Many of us agreed that Villa was not a particularly good school academically. Most of us noted when we went to college, our classmates – even from public schools – were better read and prepared for college than we were. My math skills were on the mark, thanks to Sister Susan, but engineering turned out not to be for me. At least not at a school as large as Boston University. Thanks to John Kupetz, my knowledge and reading of American authors was sound enough to get me into sophomore and junior classes. But my overall reading of English literature was sadly behind. There were huge gaps in my knowledge of world history and cultures. I had a lot of catch up to do. And I was in the advanced classes in high school.

But that’s ancient history. And now I’m caught up on classmates, and if I missed anyone, I now have e-mail addresses. But my focus is on the future, not the past. I have a daughter about to navigate those same grades, different hallways.

Claudette did remind me that plum season will be coming up and one of her favorite dishes is plum chicken.

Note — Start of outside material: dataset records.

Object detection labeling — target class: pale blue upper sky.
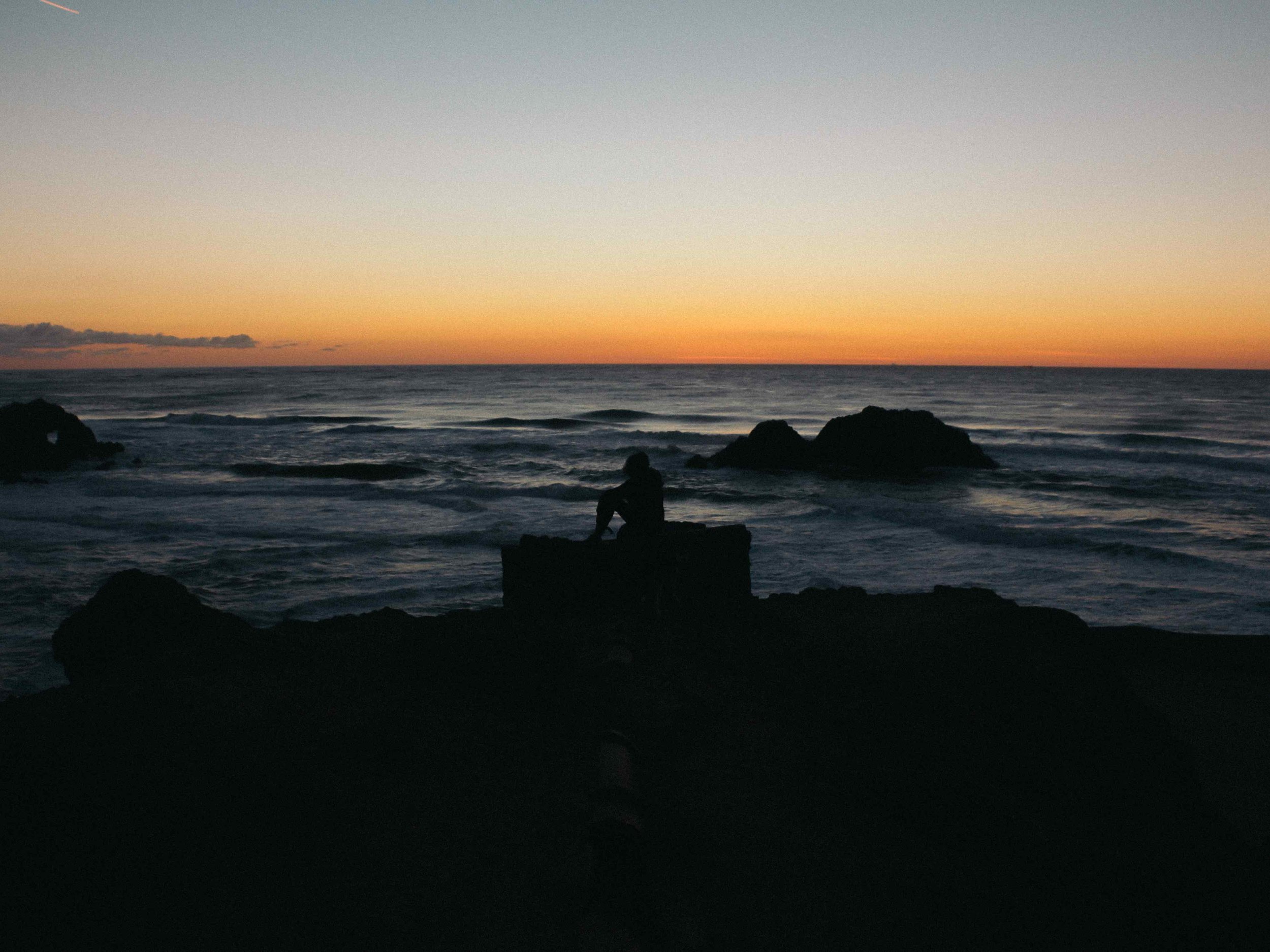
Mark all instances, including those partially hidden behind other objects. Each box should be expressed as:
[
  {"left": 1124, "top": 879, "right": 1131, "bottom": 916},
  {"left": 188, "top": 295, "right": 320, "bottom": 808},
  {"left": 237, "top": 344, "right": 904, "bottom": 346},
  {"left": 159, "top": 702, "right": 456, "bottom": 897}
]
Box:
[{"left": 0, "top": 0, "right": 1270, "bottom": 366}]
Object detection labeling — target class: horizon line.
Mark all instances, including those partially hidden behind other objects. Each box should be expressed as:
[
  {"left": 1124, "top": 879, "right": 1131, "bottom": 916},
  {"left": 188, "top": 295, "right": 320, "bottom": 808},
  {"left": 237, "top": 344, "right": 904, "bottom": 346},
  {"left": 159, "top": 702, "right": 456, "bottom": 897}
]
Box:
[{"left": 0, "top": 360, "right": 1270, "bottom": 373}]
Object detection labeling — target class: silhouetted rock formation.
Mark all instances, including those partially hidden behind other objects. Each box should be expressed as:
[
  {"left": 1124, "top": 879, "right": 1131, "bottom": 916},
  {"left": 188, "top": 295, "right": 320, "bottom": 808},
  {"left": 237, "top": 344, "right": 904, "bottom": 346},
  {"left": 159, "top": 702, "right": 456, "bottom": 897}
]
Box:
[
  {"left": 710, "top": 420, "right": 815, "bottom": 470},
  {"left": 0, "top": 400, "right": 123, "bottom": 482},
  {"left": 53, "top": 569, "right": 256, "bottom": 685},
  {"left": 0, "top": 571, "right": 1270, "bottom": 949},
  {"left": 686, "top": 406, "right": 997, "bottom": 475},
  {"left": 503, "top": 522, "right": 749, "bottom": 614},
  {"left": 812, "top": 406, "right": 997, "bottom": 472}
]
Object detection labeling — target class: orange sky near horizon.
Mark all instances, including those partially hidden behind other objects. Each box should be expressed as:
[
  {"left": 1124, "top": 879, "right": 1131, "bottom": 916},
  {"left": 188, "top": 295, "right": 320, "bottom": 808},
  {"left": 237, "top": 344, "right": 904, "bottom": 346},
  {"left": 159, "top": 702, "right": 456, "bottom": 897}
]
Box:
[{"left": 0, "top": 0, "right": 1270, "bottom": 370}]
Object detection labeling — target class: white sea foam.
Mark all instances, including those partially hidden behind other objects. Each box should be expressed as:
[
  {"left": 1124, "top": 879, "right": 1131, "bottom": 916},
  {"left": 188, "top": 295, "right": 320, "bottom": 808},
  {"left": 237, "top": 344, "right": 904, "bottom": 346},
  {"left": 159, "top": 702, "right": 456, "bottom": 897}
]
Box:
[{"left": 0, "top": 367, "right": 1270, "bottom": 691}]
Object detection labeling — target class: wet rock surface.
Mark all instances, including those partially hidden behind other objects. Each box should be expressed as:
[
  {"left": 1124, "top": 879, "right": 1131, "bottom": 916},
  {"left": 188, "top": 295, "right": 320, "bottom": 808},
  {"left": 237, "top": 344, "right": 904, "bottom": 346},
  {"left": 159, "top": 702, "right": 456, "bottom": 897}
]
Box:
[
  {"left": 0, "top": 573, "right": 1270, "bottom": 949},
  {"left": 0, "top": 400, "right": 123, "bottom": 482}
]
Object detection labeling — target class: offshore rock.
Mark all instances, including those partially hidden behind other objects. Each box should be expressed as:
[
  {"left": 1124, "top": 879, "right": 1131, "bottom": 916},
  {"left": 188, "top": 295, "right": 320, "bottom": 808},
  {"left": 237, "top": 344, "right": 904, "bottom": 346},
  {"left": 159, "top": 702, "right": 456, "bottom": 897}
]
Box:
[
  {"left": 503, "top": 522, "right": 749, "bottom": 614},
  {"left": 710, "top": 420, "right": 815, "bottom": 470},
  {"left": 701, "top": 406, "right": 997, "bottom": 475},
  {"left": 0, "top": 400, "right": 123, "bottom": 482},
  {"left": 812, "top": 406, "right": 997, "bottom": 474},
  {"left": 53, "top": 569, "right": 256, "bottom": 685}
]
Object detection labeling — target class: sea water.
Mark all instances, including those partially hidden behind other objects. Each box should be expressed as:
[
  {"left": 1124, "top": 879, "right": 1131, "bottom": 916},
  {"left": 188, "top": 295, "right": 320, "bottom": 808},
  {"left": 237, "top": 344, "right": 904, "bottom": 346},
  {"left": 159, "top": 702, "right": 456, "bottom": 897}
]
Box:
[{"left": 0, "top": 366, "right": 1270, "bottom": 693}]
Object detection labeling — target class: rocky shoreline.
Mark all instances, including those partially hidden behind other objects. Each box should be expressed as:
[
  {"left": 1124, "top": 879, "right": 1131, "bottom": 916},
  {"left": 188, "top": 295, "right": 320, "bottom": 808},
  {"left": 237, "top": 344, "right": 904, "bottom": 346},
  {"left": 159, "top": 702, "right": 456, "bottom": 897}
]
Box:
[{"left": 0, "top": 556, "right": 1270, "bottom": 949}]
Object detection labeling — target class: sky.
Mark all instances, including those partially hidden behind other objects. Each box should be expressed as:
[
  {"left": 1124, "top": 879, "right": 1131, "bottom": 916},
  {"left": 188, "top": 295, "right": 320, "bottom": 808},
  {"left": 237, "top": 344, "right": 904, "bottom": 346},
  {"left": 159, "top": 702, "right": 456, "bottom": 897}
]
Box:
[{"left": 0, "top": 0, "right": 1270, "bottom": 370}]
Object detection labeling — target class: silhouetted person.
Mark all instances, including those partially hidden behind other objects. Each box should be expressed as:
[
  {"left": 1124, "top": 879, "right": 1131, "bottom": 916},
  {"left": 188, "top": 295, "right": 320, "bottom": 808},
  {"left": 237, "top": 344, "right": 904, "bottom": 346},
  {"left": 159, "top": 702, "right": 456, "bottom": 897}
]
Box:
[{"left": 587, "top": 453, "right": 665, "bottom": 542}]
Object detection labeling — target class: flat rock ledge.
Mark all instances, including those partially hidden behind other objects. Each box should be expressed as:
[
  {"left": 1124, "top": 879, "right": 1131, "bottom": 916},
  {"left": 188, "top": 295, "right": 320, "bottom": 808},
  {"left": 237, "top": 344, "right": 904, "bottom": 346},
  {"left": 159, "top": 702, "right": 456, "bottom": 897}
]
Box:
[{"left": 0, "top": 559, "right": 1270, "bottom": 949}]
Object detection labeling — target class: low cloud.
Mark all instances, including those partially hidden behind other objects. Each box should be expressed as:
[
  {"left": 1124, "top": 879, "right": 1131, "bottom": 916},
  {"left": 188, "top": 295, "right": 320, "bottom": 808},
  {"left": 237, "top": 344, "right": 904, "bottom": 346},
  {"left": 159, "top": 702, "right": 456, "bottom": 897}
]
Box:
[{"left": 0, "top": 321, "right": 257, "bottom": 357}]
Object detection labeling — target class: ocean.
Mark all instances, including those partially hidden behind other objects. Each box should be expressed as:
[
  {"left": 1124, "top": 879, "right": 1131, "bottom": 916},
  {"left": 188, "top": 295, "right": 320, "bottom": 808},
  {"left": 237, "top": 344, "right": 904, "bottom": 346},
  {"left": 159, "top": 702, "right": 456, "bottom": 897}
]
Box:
[{"left": 0, "top": 366, "right": 1270, "bottom": 693}]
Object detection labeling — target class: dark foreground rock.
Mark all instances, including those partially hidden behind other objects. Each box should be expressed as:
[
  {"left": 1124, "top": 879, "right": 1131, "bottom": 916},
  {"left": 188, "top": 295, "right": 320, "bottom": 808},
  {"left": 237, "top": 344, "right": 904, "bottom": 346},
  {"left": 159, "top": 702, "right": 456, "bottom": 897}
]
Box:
[
  {"left": 502, "top": 522, "right": 749, "bottom": 616},
  {"left": 687, "top": 406, "right": 997, "bottom": 476},
  {"left": 0, "top": 400, "right": 123, "bottom": 482},
  {"left": 0, "top": 573, "right": 1270, "bottom": 949}
]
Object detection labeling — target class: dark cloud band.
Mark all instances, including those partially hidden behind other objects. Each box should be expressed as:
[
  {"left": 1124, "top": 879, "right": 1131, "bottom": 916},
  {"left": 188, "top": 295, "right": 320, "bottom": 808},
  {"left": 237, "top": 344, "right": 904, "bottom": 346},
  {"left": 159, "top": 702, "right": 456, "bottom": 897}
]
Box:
[{"left": 0, "top": 321, "right": 257, "bottom": 357}]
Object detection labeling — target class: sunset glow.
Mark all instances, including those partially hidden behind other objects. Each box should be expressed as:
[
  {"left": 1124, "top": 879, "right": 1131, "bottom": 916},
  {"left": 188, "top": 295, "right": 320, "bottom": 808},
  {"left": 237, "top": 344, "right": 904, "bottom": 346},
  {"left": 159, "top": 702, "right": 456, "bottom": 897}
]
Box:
[{"left": 0, "top": 0, "right": 1270, "bottom": 368}]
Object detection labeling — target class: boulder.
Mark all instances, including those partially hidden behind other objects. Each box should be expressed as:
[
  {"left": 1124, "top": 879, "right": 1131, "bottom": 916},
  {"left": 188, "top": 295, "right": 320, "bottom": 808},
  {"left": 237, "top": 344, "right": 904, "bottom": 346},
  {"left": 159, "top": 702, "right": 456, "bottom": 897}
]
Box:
[
  {"left": 0, "top": 400, "right": 123, "bottom": 482},
  {"left": 812, "top": 406, "right": 997, "bottom": 474},
  {"left": 53, "top": 569, "right": 258, "bottom": 685},
  {"left": 709, "top": 420, "right": 815, "bottom": 470}
]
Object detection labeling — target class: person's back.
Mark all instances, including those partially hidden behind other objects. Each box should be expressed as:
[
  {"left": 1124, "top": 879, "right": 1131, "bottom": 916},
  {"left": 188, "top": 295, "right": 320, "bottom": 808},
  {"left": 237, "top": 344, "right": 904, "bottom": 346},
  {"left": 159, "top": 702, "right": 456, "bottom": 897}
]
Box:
[{"left": 589, "top": 453, "right": 665, "bottom": 541}]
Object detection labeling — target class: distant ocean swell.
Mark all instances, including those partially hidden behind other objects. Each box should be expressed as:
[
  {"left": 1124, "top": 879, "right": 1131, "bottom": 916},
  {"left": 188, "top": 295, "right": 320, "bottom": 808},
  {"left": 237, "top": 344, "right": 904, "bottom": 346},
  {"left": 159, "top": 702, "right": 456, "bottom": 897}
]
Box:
[{"left": 0, "top": 367, "right": 1270, "bottom": 691}]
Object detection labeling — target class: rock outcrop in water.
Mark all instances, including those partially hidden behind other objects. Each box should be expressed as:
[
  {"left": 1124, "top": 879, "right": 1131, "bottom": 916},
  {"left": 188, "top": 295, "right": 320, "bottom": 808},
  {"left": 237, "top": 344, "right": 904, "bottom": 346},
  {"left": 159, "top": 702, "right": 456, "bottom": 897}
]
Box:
[
  {"left": 687, "top": 406, "right": 997, "bottom": 475},
  {"left": 0, "top": 400, "right": 123, "bottom": 482},
  {"left": 0, "top": 564, "right": 1270, "bottom": 949}
]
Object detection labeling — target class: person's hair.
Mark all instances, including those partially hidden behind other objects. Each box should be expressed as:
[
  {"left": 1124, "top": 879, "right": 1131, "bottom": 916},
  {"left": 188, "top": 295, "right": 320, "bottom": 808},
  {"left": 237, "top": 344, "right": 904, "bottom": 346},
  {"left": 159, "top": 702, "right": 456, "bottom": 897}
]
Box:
[{"left": 622, "top": 451, "right": 653, "bottom": 476}]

roast chicken with plumsPlum Chicken

1 whole chicken, or 1 whole chicken cut up (about 4 to 5 pounds)
Olive oil
3 to 4 sprigs rosemary
2 cloves garlic, whole and unpeeled
1 quart plums, cut in half and pitted
3 tablespoons honey
1 cup chicken stock (for the cut up chicken, optional for whole bird)

Heat oven to 450 degrees. Pat dry chicken or chicken pieces and place in a roasting pan. Rub with olive oil and then generously season with salt and pepper. Place rosemary and garlic underneath the bird in the pan. Roast for 30 minutes.


In the meantime, mix plums with honey in a bowl.


Tuck all of the honeyed plums into pan with the chicken and return it to the oven to roast.


For the chicken parts, roast for 20 minutes. Remove from oven and stir in the stock. Return pan to the oven and cook for another 10 minutes. Remove from oven and allow to rest 10 minutes before serving.


To plate, put a piece of chicken on each plate and spoon some juices over.


If roasting the whole bird, roast for 20 minutes and check to see if the pan is dry. If it is, add half the stock. Return it to the oven and cook for another 20 to 35 minutes (depending on the size of the bird); the internal temperature should be 165 degrees in the thigh. Allow to rest 10 minutes and then remove chicken to a cutting board to carve. Reserve any juices and return them to the pan with the plums. Stir and spoon plums and plum juices on top.


Note: Discard rosemary before serving. You can squish out the garlic from its paper shell and stir into the pan juices or discard.